The field of the invention is systems and methods for medical imaging. More particularly, the invention relates to systems and methods for improving tractography and tractographic processes, for example, by producing and using a subject-specific coordinate system that conforms to a tissue of interest or considering the interrelation of tracts during tractography or processes related to tractography.
Understanding brain connectivity on a global scale is likely a prerequisite to understanding brain function. Whereas studies in animals with tract-tracers have identified individual pathways and their topology as complex networks, studies of the geometric organization of connectivity in the context of brain evolution, development, plasticity, neural coding, and large-scale cerebral specialization have suggested much simpler organization. The need to synthesize these disparate viewpoints is long recognized and has prompted technical innovation and basic discovery. That is, the research and development to date has been able to capture small and explain small portions of the overall brain architecture, but there has been a clear desire to determine a single view to brain. However, while progress has been achieved outside the forebrain, no single picture yet describes both the geometric and topologic character of cerebral connectivity. Particularly, it has been significantly difficult to accurately map cerebral pathways in an anatomical context, or anatomical relations between pathways in a single brain.
The large-scale structure of the primate cerebral connectome—the totality of fiber pathways of the cerebral white matter—has been elusive. In the late 19th to early 20th century investigations of connectional neuroanatomy using traditional dissection and microscopy uncovered basic principles of large-scale brain organization and development. By the mid 20th century, these methods were supplanted by more precise and reproducible methods of fiber tracing. The success of the fiber tracing approach, and its emphasis on point-to-point connectivity, however, tended to remove from view questions about the organization of the brain at larger scales. The three-dimensional relations between fiber pathways are difficult to discover with fiber tracing techniques, and the presumption is often made that these relations are of secondary importance.
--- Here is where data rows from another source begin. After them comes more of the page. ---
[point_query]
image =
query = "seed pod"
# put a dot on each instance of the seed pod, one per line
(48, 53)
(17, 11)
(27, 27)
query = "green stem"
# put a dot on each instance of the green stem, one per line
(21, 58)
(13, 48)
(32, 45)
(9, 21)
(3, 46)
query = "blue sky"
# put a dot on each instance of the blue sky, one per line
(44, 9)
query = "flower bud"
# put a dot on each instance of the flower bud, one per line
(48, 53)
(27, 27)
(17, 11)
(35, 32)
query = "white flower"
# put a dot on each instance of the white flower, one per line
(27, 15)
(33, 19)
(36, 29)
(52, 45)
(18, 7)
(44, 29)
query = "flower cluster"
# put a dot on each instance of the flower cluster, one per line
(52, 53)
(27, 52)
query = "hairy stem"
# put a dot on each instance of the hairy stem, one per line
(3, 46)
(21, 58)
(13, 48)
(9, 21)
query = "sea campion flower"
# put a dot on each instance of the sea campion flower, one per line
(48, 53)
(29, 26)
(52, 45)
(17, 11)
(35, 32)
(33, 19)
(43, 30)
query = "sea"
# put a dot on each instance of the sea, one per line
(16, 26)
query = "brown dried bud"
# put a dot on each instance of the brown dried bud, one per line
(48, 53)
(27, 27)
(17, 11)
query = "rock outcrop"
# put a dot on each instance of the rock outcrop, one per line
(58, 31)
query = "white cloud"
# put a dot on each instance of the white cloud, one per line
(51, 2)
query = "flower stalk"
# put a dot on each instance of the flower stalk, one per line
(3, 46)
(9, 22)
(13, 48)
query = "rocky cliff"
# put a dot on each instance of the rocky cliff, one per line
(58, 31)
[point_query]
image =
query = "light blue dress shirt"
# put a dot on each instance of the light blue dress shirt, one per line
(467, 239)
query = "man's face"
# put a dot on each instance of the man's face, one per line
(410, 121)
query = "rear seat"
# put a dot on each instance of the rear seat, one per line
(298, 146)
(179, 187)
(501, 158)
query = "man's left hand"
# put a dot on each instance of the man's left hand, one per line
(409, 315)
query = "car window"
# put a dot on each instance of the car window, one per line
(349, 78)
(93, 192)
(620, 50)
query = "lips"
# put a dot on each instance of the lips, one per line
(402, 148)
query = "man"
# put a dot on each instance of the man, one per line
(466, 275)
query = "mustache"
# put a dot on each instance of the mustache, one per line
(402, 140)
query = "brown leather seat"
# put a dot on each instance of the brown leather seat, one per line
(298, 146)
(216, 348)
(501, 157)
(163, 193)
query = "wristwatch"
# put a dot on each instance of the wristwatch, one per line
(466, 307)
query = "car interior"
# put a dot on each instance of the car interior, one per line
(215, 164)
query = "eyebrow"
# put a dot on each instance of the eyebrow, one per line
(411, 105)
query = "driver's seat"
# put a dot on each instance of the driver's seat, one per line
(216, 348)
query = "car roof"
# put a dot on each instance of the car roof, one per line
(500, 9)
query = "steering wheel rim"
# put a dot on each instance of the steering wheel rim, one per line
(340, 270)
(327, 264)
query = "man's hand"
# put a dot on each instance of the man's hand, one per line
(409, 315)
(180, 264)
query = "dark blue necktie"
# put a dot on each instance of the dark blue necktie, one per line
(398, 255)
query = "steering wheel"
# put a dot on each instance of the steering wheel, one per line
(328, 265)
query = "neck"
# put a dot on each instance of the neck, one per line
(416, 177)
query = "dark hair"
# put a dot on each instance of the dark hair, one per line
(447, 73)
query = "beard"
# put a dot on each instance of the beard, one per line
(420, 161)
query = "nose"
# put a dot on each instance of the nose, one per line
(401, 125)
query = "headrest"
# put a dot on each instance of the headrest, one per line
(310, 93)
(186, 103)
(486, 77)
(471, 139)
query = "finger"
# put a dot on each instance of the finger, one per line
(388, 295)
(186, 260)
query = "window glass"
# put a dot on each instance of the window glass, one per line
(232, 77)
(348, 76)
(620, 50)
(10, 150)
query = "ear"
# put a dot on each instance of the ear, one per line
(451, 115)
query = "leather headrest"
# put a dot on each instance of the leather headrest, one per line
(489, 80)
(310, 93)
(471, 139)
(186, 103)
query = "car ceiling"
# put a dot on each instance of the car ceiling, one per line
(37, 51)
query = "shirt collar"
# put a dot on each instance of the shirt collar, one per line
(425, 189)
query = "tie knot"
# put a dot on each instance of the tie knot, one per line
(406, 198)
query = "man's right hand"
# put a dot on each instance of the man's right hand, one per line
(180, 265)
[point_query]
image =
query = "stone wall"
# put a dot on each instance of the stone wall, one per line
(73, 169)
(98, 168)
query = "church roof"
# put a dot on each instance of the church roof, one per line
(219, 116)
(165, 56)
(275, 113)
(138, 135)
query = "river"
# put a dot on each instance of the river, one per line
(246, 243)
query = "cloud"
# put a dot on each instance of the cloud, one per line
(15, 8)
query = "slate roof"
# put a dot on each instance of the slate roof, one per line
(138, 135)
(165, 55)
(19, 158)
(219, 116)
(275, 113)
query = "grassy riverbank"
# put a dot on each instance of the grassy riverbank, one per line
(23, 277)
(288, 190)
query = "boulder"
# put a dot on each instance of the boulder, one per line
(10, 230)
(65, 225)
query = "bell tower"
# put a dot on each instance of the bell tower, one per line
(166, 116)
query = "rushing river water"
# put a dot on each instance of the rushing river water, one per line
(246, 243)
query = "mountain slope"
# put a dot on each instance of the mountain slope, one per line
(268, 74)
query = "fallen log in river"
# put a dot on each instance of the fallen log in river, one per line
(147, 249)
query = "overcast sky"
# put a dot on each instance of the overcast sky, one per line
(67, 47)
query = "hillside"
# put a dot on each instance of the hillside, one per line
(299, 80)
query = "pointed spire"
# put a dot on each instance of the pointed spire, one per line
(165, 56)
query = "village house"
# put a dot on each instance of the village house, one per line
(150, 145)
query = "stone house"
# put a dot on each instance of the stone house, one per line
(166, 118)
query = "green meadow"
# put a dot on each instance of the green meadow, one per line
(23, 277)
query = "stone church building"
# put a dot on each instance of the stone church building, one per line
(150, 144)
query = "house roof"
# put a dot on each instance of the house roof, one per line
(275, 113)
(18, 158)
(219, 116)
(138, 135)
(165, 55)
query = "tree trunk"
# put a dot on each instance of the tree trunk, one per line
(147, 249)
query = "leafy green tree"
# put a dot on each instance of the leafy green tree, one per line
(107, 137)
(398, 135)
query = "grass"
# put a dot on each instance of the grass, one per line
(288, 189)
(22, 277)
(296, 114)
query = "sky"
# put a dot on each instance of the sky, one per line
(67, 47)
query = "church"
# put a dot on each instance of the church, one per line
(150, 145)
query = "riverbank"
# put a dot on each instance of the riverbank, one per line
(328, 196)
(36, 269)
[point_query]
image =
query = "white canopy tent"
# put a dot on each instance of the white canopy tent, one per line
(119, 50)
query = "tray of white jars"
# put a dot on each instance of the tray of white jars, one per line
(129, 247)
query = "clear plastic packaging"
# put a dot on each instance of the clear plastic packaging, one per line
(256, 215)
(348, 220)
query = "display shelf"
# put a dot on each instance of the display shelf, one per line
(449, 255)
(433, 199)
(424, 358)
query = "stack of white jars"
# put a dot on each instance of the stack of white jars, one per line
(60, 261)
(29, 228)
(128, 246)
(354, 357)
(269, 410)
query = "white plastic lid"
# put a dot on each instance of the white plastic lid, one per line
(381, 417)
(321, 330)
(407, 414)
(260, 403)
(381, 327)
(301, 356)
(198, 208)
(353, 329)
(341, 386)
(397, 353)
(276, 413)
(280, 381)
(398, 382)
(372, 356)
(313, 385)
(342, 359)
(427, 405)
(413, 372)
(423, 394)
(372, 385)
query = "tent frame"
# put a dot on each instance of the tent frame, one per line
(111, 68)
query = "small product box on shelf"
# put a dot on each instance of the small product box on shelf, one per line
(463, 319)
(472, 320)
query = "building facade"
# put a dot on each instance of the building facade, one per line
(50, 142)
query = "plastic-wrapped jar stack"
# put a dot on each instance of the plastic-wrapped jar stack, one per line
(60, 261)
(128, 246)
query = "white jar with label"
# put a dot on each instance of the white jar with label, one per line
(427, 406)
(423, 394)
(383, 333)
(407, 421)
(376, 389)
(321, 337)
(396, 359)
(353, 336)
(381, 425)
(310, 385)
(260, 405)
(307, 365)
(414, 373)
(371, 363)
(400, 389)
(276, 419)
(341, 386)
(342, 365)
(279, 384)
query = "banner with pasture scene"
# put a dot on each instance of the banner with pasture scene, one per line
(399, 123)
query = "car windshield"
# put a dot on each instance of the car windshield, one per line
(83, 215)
Recently, magnetic resonance imaging (“MRI”) methods, such as diffusion MRI, have been developed to map major fiber pathways in a single brain. Diffusion MRI now affords a means by which to map the connectional anatomy of a single brain in its entirety, and to do so rapidly, three-dimensionally, nondestructively, and noninvasively. In the development of this technology, a key advance was the recognition of the problem of ubiquitous fiber crossings in the brain. The difficulty fiber crossings posed for early diffusion tensor imaging (“DTI”) mapping of fiber pathways helped lead to the development of methods for accurately resolving fiber crossings, such as diffusion spectrum imaging (“DSI”), Q-Ball imaging, q-space imaging (“QSI”), and other related techniques. While these methods provide an ability to resolve complex fiber architecture at each location, the quantitation of complex fiber architecture and of diffusion beyond the tensor remains challenging, and an active area of research.